I know where the nurses’ station is because I’ve called in before with Mum. As we approach I see Dave sitting inside, reading a patient’s chart. He looks tired, his face is pale and he has dark rings under his eyes. Sensing my gaze he looks up and our eyes lock. He says something to the nurse beside him and walks towards me. I can feel my cheeks burn. I still have no idea what I’m going to say.

“I’ll be just down the corridor,” Clover says quietly.

“No, stay,” I say, but she’s already gone.

“Amy,” Dave says. It’s hard to read the expression on his face. He has every right to be annoyed with me, but he doesn’t seem angry. “What are you doing here?”

I open my mouth to say something but nothing comes out.

“Did your mum send you?” he asks.

I shake my head. “No. It was my idea. Clover drove me here. I just want to talk to you.”

“Talk so.”

I look around, floundering. Why is this so difficult? Just say sorry, I tell myself. Apologize for being mean to him. Ask him to come home.

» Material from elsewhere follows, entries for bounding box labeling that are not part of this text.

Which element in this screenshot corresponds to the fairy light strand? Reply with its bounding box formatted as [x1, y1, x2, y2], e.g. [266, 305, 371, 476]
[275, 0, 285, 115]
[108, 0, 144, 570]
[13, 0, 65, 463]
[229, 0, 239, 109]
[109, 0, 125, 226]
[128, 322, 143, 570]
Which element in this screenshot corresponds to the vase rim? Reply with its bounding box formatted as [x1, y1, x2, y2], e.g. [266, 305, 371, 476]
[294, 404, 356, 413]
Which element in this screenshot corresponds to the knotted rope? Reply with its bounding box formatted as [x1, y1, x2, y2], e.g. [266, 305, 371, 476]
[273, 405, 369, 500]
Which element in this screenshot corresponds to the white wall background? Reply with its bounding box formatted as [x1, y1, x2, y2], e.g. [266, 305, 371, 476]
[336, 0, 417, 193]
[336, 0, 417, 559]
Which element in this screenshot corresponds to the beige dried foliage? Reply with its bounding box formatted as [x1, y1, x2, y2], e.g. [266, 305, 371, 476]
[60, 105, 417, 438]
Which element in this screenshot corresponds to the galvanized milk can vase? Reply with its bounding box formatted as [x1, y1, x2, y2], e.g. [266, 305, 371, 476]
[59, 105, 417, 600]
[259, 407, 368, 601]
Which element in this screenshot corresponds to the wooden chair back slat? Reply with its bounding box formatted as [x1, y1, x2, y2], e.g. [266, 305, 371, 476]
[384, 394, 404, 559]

“Mum misses you,” I manage.

“Does she now?”

“And the babies. Alex won’t sleep on his own. He’s been in Mum’s bed all week.”

Dave makes a tiny clicking noise with his tongue against his teeth and I realize what I’ve said. “
Your
bed,” I correct myself.

“That’s just it.” He sighs. “Look, this whole family thing is bigger than I am.” He runs his hands over his head. “I don’t know if I can do it. Do you understand?”